Não se percebe que Anacleto, tão preocupado que está com os juízes que não respeitam a lei, fique em silêncio perante as acusações de diferentes desembargadores de que o Ivo Rosa exorbita as suas funções, invade o campo das competências de exclusivas do Ministério Público e impede os procuradores de investigar. Ou nada diga por Rosa ter perdido mais de 60% dos recursos num só processo.
É bonito ver que o conselheiro Anacleto partilha com José Sócrates, nem que seja pela omissão, a defesa que faz do juiz Ivo Rosa. São estas ironias do tempo que aproximam velhos rivais políticos — ao mesmo tempo que desprestigiam os políticos pela forma seletiva como apontam o dedo a quem lhe dá mais jeito atacar politicamente.
E a situação do caso Manuel Vicente em Angola? O conselheiro Anacleto nada tem para dizer sobre o facto de as autoridades angolanas terem colocado na gaveta a acusação de corrupção ativa de um procurador português que fizeram tudo para que fosse enviado para Angola? Os dois pesos e duas medidas que o Presidente João Lourenço está a ter com Isabel dos Santos e Manuel Vicente não desperta o seu instinto contra a injustiça e a desigualdade?
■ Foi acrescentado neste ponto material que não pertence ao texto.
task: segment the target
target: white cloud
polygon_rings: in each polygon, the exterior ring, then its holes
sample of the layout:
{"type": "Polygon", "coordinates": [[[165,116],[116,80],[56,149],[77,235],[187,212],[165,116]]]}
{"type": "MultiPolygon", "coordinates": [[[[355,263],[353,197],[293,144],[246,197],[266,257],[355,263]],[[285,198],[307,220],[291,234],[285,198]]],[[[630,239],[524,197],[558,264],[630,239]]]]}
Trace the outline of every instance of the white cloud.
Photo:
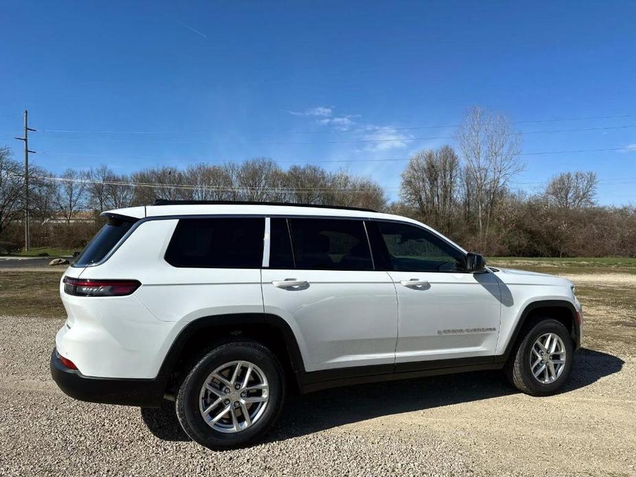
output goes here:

O conselheiro Anacleto, que tem sempre o seu dedo moralista pronto para apontar a tudo e a todos, nada tem para censurar a Marcelo Rebelo de Sousa e a António Costa sobre a pressão que colocaram sobre o poder judicial português para que os autos do caso Manuel Vicente fossem enviados para Luanda? Não diz o óbvio: Vicente deveria ter sido julgado em Portugal, já que foi acusado enquanto ex-presidente da Sonangol, logo não tem direito a qualquer imunidade?
Coitado do país que dependa do conselheiro Anacleto e das suas críticas seletivas e intelectualmente desonestas. Anacleto adaptará sempre os seus princípios às respetivas necessidades do momento. Porque essa é outra característica dos extremistas: o oportunismo.